Fu uno dei primi infatti ad intuire l’esigenza di sperimentare un nuovo modo di muoversi, meno inquinante ma funzionale alle esigenze del lavoro e dell’economia e per avanzò anche la prima ipotesi di progetto della linea tranviaria dal viale Piave a Prato fino a Firenze.

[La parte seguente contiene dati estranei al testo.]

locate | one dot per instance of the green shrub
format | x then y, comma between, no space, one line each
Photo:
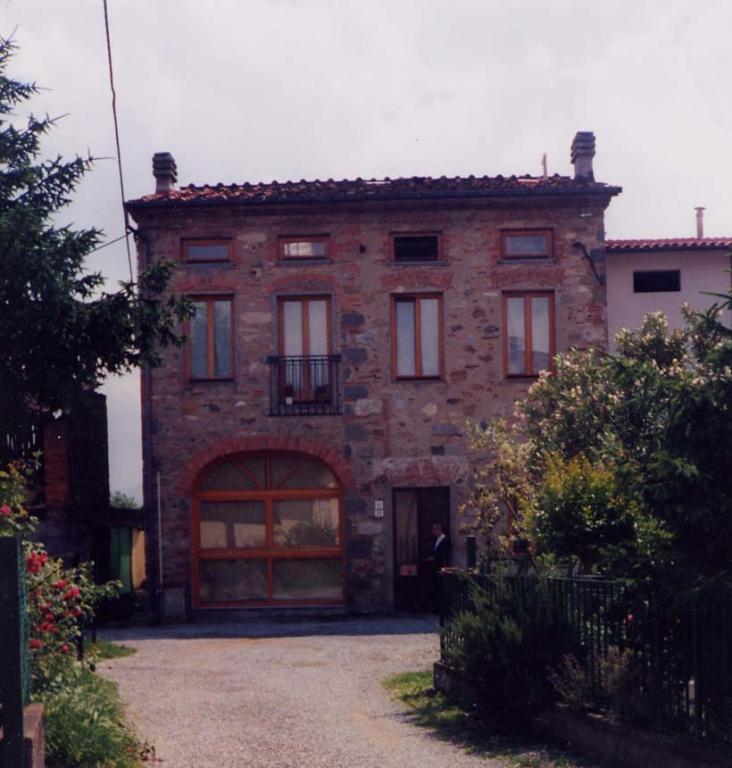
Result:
621,675
84,723
507,641
571,683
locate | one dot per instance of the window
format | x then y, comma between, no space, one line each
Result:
660,281
305,368
528,336
417,335
268,529
210,339
202,251
527,244
417,247
303,248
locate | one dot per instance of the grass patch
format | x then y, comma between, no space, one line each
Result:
449,721
85,725
103,649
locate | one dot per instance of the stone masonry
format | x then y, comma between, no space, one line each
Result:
391,433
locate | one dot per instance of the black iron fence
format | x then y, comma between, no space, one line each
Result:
679,658
304,386
14,652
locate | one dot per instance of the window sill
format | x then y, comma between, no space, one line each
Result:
229,380
207,264
302,262
527,260
430,263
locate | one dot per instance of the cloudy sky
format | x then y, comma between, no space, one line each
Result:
254,90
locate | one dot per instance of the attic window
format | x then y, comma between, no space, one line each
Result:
422,247
657,281
316,247
201,251
527,244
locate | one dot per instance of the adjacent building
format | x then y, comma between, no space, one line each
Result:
300,445
662,275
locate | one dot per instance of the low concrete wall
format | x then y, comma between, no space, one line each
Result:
598,738
624,745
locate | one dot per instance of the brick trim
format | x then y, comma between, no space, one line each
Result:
329,454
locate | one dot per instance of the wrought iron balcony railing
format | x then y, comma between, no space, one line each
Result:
304,386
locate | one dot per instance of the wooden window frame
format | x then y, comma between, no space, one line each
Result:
415,298
527,296
304,300
270,552
427,233
548,232
283,240
210,299
187,242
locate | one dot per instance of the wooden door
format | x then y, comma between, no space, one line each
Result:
415,511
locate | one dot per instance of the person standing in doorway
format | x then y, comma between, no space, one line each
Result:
438,560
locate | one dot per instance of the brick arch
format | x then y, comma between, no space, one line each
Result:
329,454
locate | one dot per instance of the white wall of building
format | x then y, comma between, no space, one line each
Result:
700,271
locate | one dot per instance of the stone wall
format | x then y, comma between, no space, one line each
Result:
391,433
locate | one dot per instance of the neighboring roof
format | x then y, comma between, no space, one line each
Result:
358,190
670,244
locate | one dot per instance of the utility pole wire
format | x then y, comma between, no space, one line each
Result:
116,137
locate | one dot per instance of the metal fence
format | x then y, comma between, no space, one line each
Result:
304,386
14,651
680,658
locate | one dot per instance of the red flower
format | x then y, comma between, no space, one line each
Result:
72,593
35,562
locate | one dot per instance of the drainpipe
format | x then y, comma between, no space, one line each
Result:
699,221
151,502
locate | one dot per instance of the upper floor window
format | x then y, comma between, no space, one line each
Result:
210,339
528,332
202,251
302,248
417,336
658,281
416,247
527,244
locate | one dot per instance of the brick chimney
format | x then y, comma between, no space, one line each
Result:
699,221
165,172
583,150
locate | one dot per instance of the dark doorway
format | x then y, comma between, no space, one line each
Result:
415,510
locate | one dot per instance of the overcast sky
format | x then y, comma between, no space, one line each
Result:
255,90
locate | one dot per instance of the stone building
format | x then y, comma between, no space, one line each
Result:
301,444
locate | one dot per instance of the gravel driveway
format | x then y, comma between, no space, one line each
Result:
285,695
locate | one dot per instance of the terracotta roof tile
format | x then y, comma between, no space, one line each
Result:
413,188
670,244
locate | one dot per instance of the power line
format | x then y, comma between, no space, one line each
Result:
116,137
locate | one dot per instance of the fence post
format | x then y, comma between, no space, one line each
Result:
471,550
13,650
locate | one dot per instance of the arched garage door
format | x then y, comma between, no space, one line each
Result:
267,530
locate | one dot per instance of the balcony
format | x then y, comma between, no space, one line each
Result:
304,386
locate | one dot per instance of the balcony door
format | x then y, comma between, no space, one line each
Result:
305,344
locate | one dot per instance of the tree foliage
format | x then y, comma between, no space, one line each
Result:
61,330
628,455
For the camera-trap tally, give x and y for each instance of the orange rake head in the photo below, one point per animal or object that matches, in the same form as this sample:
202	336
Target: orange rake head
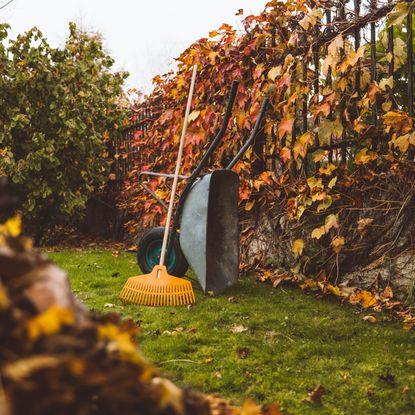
157	289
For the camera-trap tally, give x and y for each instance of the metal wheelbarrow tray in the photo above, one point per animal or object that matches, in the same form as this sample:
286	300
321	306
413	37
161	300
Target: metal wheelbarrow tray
206	218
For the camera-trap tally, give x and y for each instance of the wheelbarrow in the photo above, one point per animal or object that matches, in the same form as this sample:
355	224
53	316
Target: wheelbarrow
206	219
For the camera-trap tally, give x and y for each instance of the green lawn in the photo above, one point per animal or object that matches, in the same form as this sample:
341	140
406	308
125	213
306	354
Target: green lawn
292	342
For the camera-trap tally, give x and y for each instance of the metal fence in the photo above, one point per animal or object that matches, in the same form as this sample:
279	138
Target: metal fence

Impegno politico, ma anche civile: è stato anche presidente del Tavolo per la Pace, della Confraternita di Grignano della Misericordia di Prato dal 1990 al 1995, vicepresidente del Consiglio pastorale della Diocesi di Prato dal 1991 al 1995, direttore della Caritas diocesana, presidente dell’Associazione Immagina Prato, consigliere dell’Associazione Pro Pace in Terrasanta, consigliere della Società Pratese di Storia Patria, socio di Azione Cattolica Italiana, Misericordia di Prato, Donatori di sangue Frates, Legambiente, Arci, e Concerto Cittadino Chiti. Da ieri la salma di Massimo Carlesi, che lascia la moglie Manuela e le figlie Irene e Lidia, è esposta alle cappelle della Misericordia. Oggi sarà allestita la Camera ardente in palazzo comunale e alle 15 si terrà la commemorazione funebre. Domani, dalla mattina, la salma sarà esposta nella parrocchia di San Pietro in Grignano dove alle ore 15 saranno celebrati i funerali.«Massimo - ha commentato il sindaco Matteo Biffoni – è stato uomo delle istituzioni, sempre impegnato per il bene comune sia nella sua attività amministrativa che nel suo lungo impegno politico e civile. Aveva un sorriso e una parola per tutti, la sua passione per la comunità è sempre stata forte. A Massimo mi legano il percorso in consiglio comunale e tante battaglie comuni».